I learned all the core business skills at Yale SOM—I hadn’t opened a spreadsheet once in undergrad. And more than just business skills, I chose Yale SOM because the Yale School of Art is where the world’s best artists are being trained. I thought it was important to get my training side by side with them.
I spent a lot of time at the School of Art. I took some theory classes, and I went to a lot of studio crits. And now, sure enough, many of the artists I met at Yale are represented by peer galleries. Some may be in the pipeline to join Pace. It’s amazing to see the side-by-side trajectory continue to play out.
Q: What do you find gratifying about being a businessperson in the art world?
When I’m supporting artists, if I do what I do really well and they do what they do really well, there’s this “one plus one equals three” element to the work. It’s something I really love and want to always keep at the heart of what I do.
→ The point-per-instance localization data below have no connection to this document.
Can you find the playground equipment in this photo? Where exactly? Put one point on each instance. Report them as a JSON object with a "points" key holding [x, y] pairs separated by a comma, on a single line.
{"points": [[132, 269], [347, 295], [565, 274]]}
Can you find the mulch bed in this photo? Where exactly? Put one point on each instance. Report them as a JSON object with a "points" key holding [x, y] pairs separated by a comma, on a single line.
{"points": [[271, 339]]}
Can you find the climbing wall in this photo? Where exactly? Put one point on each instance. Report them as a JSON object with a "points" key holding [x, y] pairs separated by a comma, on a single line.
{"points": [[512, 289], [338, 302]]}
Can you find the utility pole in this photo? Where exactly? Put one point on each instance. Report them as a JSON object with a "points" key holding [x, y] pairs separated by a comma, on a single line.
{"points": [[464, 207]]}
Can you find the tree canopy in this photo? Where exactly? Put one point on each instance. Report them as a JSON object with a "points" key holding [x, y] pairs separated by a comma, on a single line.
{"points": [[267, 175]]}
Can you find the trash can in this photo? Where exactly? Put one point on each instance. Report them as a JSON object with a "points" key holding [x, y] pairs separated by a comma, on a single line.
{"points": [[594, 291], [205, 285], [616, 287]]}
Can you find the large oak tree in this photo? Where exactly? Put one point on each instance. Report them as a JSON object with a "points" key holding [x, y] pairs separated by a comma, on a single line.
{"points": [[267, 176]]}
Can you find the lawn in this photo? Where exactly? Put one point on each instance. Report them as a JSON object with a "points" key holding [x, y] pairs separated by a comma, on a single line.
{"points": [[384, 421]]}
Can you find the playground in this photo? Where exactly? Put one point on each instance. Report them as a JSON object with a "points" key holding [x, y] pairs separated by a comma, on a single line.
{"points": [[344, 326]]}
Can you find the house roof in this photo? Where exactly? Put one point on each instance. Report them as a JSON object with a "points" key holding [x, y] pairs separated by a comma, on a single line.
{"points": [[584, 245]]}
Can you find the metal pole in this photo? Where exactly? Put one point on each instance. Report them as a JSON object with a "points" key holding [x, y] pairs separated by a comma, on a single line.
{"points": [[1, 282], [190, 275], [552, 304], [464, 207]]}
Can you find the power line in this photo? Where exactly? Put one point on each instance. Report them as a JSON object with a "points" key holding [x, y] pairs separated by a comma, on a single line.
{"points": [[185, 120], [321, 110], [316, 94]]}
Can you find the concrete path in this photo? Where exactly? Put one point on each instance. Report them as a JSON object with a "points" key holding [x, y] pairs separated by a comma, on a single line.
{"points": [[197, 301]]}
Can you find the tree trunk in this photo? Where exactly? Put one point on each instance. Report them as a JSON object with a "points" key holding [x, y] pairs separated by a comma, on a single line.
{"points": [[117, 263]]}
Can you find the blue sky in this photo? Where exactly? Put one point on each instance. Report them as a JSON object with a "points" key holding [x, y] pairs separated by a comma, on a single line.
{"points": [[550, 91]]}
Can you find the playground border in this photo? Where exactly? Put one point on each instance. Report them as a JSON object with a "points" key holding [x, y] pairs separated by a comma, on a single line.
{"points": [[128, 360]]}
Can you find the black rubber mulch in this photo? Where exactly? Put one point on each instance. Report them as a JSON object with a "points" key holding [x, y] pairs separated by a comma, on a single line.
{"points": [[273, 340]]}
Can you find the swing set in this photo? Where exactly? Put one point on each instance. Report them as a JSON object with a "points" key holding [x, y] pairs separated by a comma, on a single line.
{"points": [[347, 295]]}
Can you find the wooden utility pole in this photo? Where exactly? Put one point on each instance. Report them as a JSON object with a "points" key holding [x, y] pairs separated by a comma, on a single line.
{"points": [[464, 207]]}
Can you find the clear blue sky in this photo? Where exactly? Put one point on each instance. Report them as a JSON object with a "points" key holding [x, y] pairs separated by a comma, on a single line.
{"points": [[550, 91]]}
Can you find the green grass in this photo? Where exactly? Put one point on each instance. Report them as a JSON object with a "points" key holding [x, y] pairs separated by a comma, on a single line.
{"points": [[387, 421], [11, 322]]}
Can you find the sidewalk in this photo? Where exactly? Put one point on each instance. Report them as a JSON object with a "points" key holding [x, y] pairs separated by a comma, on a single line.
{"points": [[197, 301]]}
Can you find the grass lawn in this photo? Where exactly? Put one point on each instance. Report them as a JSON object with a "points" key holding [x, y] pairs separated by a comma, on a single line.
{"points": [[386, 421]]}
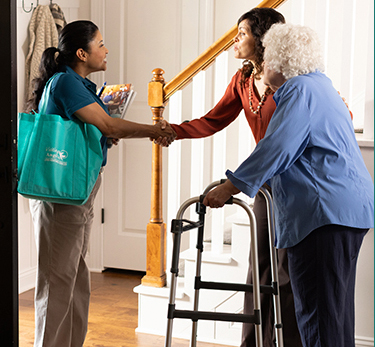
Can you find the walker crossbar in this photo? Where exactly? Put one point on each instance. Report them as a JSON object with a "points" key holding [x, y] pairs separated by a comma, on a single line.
{"points": [[265, 289], [217, 316]]}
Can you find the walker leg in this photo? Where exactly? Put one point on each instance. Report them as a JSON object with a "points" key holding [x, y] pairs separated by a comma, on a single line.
{"points": [[274, 270], [194, 330], [177, 228]]}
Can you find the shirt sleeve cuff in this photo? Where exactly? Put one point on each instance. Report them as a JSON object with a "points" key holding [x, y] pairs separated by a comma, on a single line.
{"points": [[241, 185]]}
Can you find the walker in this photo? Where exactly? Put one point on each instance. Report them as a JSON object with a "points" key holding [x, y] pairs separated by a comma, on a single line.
{"points": [[179, 226]]}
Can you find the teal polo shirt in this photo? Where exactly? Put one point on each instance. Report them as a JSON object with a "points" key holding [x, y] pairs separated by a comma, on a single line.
{"points": [[69, 93]]}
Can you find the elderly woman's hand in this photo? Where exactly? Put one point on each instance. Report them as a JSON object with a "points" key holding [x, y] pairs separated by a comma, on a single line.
{"points": [[220, 195]]}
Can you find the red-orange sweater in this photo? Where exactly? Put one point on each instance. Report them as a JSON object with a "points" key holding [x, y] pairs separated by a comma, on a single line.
{"points": [[226, 111]]}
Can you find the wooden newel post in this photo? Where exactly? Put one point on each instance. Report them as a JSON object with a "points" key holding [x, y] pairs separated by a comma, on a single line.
{"points": [[156, 228]]}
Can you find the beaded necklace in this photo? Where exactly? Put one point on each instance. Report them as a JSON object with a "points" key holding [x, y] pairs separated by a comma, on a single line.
{"points": [[251, 95]]}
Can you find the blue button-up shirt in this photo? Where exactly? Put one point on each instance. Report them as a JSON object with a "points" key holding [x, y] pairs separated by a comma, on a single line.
{"points": [[312, 159], [69, 93]]}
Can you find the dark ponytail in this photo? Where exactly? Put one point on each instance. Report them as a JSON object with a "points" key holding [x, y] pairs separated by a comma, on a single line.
{"points": [[259, 19], [73, 36]]}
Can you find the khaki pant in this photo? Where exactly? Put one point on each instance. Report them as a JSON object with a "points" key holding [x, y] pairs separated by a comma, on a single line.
{"points": [[62, 292]]}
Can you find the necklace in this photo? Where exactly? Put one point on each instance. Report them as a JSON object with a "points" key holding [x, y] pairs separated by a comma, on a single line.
{"points": [[263, 97]]}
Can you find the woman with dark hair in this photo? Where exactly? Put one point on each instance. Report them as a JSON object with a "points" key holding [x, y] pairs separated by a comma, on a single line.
{"points": [[323, 193], [62, 232], [247, 92]]}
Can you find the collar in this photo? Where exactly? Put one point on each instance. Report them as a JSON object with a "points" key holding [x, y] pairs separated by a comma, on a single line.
{"points": [[88, 84]]}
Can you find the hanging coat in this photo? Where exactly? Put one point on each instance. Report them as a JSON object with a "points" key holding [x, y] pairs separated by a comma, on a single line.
{"points": [[42, 34]]}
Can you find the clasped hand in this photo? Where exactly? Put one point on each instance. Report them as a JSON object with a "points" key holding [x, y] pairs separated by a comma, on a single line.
{"points": [[165, 135]]}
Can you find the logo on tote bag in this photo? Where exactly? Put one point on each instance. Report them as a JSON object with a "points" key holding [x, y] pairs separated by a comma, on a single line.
{"points": [[56, 156]]}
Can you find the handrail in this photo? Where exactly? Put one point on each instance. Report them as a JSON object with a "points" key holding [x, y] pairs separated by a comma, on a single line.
{"points": [[207, 57], [159, 93]]}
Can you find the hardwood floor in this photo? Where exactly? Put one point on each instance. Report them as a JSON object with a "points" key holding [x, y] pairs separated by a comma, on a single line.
{"points": [[113, 314]]}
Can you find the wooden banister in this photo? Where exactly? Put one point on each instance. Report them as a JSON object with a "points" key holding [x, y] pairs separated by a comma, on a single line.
{"points": [[159, 93]]}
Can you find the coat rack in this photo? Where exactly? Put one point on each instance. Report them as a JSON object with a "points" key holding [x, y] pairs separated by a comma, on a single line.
{"points": [[32, 5]]}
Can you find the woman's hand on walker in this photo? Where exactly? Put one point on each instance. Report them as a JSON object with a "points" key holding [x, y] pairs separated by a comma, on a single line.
{"points": [[220, 195]]}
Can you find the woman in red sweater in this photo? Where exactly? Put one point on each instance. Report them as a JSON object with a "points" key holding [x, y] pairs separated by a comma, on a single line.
{"points": [[247, 92]]}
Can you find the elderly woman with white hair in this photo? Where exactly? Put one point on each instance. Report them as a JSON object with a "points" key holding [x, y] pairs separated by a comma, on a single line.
{"points": [[322, 191]]}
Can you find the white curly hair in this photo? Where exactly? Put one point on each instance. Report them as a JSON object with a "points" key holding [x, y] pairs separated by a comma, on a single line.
{"points": [[292, 50]]}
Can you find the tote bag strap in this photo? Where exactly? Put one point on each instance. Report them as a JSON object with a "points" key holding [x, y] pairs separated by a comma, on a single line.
{"points": [[46, 94]]}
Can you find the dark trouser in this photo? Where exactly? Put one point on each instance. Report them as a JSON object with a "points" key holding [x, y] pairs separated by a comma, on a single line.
{"points": [[322, 269], [290, 329]]}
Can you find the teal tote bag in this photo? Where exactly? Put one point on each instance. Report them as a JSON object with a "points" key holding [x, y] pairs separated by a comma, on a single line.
{"points": [[58, 159]]}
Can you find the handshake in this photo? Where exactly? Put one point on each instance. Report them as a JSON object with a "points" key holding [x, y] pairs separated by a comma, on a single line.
{"points": [[164, 135]]}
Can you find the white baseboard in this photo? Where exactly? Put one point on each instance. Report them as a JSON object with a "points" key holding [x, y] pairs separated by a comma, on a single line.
{"points": [[26, 280]]}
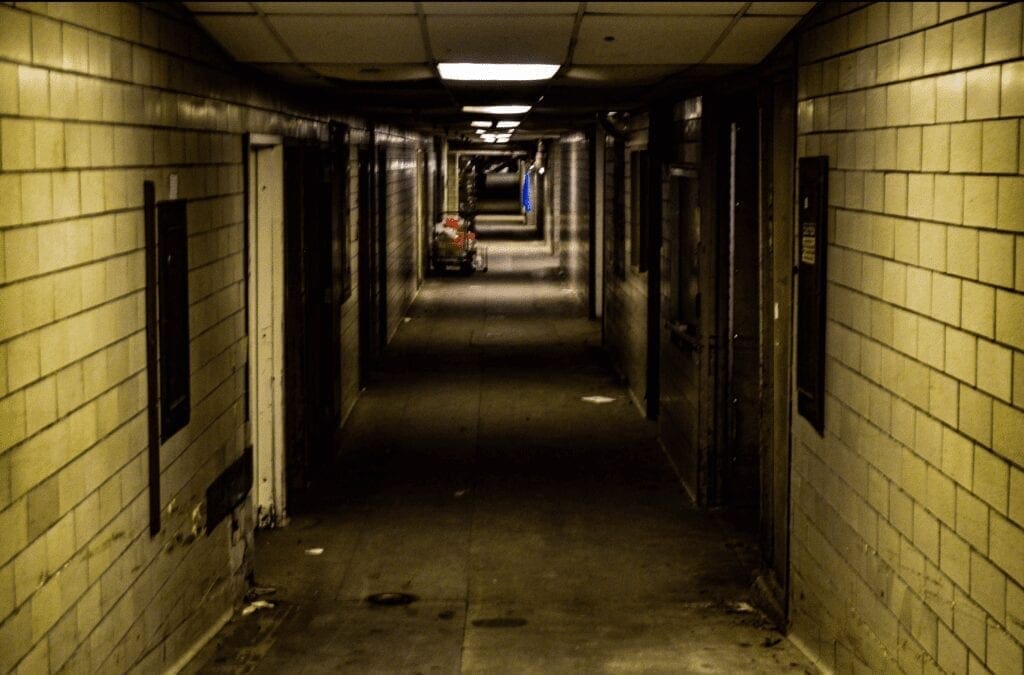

I don’t think you would want to be in the art world, even on the commercial side, if you’re just a nuts-and-bolts businessperson. But for me, I think it’s important for society that there are opportunities for great art to be made, seen, and circulated. For artists to build a career, they need a community of people around them providing various kinds of support. What I understand is the commercial underpinning that lets artists sell work, keep their studios going, and keep making new art. What drives me is supporting that process for artists and for the world that gets to see their art.